A Rede Brasileira dos Povos Ciganos do Brasil -RBPC, manifesta, além do pesar, sua profunda covardia moral e indignação diante da cruel e brutal morte do cachorro comunitário Orelha, em Praia Brava, Florianópolis, quatro adolescentes espancaram até a morte, um ato de violência que ultrapassa qualquer limite de humanidade, respeito à vida e convivência social.

A Polícia Civil identificou quatro adolescentes como suspeitos de praticar os maus-tratos que levaram à morte do cão. Dois deles estão em Florianópolis e foram alvos de mandados de busca e apreensão nesta segunda-feira (26/01). Os outros dois estão nos Estados Unidos, em viagem previamente programada, segundo a corporação.

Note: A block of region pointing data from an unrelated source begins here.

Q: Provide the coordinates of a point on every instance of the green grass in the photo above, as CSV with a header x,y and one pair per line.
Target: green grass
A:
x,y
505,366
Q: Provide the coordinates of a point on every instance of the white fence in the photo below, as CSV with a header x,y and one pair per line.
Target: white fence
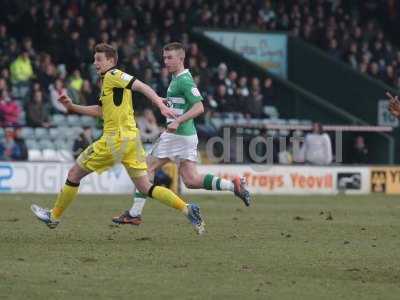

Para o presidente da RBPC, Coordenador do Fórum dos Povos e Comunidades Tradicionais do Ceará e Coordenador do Grupo de Combate a Violência nas Comunidades Ciganas, o cigano Rogério Ribeiro “Esse crime não é apenas um ataque a um animal indefeso, mas um retrato alarmante da falência de valores básicos, refletindo também o péssimo exemplo transmitido dentro de casa. Quando pais ou responsáveis normalizam a violência, o desprezo pela vida e a ausência de empatia, criam-se gerações incapazes de reconhecer limites, dignidade e responsabilidade. A educação começa no lar, e o silêncio ou a conivência diante da crueldade também matam.” Destaca

A RBPC reforça que violência não é cultura, não é brincadeira e não é aceitável. Quem ensina ódio, colhe barbárie. Quem educa sem valores, entrega à sociedade indivíduos sem freios morais. O que aconteceu com Orelha é um alerta duro sobre que tipo de exemplo está sendo dado às crianças e jovens de hoje.

Exigimos apuração rigorosa, responsabilização dos envolvidos e que esse caso não seja tratado como algo menor. A vida — humana ou animal — merece respeito. Crueldade não pode ser normalizada, nem herdada como legado familiar.

A violência praticada contra o Cão Orelha configura maus-tratos, crime previsto na legislação brasileira, e não pode ser tratada com indiferença ou impunidade que alimenta novos atos de violência — contra animais e contra a própria sociedade. A justiça não pode ser cega para essas ações.

A RBPC se solidariza com todos que sentem essa perda e reafirma seu compromisso com a defesa da vida, da dignidade e da justiça.